Yes, indeed! As Surowiecki points out, “The perplexing thing about the cult of overwork is that, as we’ve known for a while, long hours diminish both productivity and quality.”
So, why do our elite industries — and yes, I’m talking about you, Bunny Ranch — continue to overvalue overtime? One reason is tradition. The managers had to suffer, so the newbies should suffer as well. Another reason is profit.
When charging by the hour, “the system can reward you for working longer, not smarter.” In other words, a $600-an-hour lawyer gets to charge the same rate, whether the work she produces is Williams Jennings Bryan quality or Bruce Jenner quality. A final reason is efficiency.

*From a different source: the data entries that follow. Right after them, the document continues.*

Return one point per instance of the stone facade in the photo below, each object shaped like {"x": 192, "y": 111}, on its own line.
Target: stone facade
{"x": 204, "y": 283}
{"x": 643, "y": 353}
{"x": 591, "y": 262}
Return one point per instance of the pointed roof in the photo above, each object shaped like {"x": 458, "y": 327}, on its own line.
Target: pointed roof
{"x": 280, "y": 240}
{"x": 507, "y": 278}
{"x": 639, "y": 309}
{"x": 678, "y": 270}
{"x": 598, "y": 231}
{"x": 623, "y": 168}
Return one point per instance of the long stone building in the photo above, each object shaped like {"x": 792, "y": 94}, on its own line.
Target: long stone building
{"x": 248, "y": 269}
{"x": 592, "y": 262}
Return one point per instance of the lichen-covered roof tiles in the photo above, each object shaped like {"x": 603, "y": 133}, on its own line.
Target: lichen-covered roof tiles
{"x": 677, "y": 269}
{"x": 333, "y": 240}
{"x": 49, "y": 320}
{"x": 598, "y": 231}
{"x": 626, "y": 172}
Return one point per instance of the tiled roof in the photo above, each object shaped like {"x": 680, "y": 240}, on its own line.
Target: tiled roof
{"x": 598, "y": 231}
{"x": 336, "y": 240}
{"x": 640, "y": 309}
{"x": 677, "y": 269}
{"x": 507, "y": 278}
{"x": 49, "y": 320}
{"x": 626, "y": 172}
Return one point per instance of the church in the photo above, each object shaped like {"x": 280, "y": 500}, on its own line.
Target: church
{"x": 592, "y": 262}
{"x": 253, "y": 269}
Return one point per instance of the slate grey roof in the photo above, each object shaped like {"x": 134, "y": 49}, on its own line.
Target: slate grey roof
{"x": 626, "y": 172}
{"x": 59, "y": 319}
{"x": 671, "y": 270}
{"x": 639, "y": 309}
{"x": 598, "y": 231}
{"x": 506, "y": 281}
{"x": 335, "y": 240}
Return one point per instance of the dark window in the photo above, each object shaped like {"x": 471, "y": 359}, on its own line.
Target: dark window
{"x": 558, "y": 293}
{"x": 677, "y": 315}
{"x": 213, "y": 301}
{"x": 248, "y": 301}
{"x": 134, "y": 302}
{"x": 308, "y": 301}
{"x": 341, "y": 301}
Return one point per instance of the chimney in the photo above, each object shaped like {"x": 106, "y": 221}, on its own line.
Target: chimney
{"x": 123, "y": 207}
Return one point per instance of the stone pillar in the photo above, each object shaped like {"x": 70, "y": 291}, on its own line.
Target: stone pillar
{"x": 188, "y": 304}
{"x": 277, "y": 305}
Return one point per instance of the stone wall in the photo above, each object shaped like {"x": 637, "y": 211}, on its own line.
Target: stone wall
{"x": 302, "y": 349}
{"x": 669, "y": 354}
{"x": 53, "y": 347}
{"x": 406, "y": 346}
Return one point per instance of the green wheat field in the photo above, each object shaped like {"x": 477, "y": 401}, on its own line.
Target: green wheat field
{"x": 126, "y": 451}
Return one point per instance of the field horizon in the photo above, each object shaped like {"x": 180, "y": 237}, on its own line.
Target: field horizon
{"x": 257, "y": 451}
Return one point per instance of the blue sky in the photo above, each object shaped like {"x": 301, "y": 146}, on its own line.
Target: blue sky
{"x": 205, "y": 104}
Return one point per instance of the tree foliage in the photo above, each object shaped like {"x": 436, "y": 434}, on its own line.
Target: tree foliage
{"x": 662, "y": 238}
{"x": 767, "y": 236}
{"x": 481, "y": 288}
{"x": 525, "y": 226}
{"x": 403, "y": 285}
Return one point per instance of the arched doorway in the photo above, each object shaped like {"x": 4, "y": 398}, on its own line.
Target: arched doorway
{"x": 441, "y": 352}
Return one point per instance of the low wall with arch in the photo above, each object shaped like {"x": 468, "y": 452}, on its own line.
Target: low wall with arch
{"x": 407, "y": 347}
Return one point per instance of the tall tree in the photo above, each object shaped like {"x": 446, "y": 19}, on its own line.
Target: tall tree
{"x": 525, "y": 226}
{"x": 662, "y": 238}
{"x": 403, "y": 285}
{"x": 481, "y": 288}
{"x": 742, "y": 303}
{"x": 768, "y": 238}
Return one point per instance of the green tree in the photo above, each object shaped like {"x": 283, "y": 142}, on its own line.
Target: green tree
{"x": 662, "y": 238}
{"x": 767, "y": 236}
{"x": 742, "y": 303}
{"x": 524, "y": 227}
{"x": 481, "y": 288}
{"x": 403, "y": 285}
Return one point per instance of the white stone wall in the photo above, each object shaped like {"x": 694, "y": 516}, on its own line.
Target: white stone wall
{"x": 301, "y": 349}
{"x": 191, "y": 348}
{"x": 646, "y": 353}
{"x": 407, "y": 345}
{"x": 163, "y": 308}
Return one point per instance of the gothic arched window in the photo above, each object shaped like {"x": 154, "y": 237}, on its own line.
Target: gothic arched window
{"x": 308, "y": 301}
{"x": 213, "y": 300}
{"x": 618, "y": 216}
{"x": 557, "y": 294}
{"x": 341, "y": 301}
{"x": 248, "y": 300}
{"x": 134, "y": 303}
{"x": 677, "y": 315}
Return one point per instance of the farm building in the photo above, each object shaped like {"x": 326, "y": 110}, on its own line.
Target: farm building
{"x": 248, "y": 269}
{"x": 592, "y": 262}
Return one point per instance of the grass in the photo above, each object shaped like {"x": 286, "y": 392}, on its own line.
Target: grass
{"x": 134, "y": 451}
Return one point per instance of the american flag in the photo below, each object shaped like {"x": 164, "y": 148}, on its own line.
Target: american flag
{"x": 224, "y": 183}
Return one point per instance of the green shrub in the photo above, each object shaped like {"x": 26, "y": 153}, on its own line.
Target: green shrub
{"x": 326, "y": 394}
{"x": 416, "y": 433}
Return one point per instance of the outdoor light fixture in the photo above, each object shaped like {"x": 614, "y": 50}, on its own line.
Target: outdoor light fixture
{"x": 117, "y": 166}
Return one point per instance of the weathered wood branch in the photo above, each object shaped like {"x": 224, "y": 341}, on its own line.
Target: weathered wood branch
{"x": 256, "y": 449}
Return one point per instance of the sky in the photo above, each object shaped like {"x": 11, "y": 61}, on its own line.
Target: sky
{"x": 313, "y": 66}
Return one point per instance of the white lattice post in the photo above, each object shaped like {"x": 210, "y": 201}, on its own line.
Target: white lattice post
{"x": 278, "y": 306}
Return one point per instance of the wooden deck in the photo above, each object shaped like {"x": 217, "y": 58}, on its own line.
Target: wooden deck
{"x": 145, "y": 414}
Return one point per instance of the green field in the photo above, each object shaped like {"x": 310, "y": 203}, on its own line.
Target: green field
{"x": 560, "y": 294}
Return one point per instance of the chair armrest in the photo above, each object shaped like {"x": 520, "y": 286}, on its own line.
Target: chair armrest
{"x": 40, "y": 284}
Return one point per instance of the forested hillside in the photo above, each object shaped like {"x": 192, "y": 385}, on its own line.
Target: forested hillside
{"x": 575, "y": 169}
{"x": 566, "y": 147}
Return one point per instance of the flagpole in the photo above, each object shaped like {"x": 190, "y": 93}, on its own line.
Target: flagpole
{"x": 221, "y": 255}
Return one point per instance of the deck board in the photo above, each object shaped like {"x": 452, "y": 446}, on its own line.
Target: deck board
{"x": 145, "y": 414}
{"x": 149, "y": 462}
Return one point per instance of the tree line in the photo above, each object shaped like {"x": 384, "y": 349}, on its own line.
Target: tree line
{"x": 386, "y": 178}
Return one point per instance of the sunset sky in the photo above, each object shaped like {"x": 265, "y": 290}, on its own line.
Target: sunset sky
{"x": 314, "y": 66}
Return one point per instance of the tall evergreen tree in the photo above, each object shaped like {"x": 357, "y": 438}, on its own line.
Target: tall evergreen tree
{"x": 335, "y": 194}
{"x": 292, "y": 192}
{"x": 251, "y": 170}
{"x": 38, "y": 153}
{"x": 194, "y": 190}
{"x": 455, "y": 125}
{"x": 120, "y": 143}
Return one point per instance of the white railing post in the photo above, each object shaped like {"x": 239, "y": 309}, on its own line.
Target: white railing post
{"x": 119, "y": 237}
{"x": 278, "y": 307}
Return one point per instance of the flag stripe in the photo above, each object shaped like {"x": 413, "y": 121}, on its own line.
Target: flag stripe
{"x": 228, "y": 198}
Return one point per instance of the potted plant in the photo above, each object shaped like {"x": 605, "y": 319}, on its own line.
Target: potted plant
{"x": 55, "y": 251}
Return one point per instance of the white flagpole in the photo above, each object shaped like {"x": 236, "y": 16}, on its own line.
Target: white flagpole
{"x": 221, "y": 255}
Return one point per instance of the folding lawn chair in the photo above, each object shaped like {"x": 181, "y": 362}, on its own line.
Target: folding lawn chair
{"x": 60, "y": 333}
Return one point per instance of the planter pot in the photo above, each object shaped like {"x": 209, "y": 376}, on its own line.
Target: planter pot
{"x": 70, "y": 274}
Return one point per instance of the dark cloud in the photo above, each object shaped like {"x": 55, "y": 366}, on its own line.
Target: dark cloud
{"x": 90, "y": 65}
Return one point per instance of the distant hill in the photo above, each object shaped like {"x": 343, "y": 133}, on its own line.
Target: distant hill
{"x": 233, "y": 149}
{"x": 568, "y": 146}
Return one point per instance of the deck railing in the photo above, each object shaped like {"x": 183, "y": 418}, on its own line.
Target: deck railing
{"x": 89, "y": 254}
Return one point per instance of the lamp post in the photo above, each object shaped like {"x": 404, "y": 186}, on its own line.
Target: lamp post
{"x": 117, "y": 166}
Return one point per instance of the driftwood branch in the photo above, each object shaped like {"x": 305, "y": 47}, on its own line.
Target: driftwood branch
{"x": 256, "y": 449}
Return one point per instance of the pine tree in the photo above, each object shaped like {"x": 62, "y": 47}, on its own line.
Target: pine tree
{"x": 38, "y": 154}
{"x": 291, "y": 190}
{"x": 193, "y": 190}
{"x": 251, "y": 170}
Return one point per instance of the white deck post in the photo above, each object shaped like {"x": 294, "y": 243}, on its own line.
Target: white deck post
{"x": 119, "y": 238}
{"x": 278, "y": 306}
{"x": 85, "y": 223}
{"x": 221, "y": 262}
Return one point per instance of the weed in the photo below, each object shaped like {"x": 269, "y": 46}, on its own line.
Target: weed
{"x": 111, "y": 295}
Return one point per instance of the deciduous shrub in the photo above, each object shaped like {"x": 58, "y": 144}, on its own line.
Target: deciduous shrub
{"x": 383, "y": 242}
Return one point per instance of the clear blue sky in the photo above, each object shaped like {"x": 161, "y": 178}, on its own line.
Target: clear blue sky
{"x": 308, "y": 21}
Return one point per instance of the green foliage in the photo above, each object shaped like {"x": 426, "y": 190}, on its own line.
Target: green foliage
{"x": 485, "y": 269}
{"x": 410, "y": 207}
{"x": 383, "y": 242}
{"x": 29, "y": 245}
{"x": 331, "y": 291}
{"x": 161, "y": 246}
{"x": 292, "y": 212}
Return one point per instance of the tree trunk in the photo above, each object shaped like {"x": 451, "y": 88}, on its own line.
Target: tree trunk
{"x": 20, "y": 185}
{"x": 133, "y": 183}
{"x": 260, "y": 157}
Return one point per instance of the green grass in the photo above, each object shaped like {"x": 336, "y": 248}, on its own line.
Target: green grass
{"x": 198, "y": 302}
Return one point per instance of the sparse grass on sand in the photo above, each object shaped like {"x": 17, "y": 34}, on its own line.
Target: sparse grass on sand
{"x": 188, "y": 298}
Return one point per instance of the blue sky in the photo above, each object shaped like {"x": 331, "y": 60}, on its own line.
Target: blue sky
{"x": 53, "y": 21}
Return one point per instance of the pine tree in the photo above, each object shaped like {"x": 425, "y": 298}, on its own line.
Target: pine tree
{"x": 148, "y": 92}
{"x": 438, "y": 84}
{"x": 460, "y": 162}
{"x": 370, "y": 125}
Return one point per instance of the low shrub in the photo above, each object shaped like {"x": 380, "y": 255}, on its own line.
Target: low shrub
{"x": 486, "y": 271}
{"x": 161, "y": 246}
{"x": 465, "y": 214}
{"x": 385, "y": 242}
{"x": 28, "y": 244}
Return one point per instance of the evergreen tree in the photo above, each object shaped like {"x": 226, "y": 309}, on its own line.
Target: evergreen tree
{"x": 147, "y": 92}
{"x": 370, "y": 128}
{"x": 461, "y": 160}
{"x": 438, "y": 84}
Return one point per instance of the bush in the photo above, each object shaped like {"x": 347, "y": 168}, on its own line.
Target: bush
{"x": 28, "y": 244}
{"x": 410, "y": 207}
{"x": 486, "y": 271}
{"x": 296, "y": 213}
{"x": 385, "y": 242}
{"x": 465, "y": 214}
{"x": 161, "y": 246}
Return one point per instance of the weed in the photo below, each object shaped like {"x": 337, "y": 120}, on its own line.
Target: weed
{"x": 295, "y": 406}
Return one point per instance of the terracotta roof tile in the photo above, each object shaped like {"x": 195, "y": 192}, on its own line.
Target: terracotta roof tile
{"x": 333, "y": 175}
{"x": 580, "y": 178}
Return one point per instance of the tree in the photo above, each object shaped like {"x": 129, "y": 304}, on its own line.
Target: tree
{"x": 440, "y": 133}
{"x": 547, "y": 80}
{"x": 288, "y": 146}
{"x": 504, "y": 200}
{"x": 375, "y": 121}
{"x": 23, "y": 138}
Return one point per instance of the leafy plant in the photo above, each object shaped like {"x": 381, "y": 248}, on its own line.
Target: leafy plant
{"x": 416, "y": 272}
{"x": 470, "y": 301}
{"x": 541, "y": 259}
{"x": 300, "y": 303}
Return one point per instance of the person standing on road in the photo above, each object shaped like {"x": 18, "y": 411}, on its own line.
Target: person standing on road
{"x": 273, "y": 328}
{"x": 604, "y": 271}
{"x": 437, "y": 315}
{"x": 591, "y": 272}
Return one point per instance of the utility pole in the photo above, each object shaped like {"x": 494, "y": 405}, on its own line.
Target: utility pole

As Surowiecki writes, “it’s still cheaper to pay one person to work a hundred hours a week than two people to work fifty hours apiece.”
Now, this could strike you as depressing, but I see a real opportunity here. It may be cheaper to pay one person to work a hundred hours a week, but what if these firms paid 100 people to work one hour a week! Not only would so many more of us get to grab at the brass ring of “obscene wealth,” but in one swell foop, the entire unemployment problem would be solved.
Knowing your personal work habits, I’m sure it strikes you as pretty crazy that anyone would voluntarily work one minute more than the bare minimum.
After all, your personal career success has rested on your ability to rest.
Your triumph is that you keep getting a paycheck while you keep coming in late, leaving early and doing almost nothing in between.
In a more rational society, your ability to work so few hours would be celebrated, but until that glorious day comes, perhaps you should consider spending more time at your desk and less time at the free, all-you-can-eat Buffalo wings barbecue at the Kit Kat Club.
How much more time?
Well, when the boss insists that you stop working so hard and start taking more time off, you’ll know that you have accomplished your goal — you’ve become just as crazy and twisted as a Wall Street banker.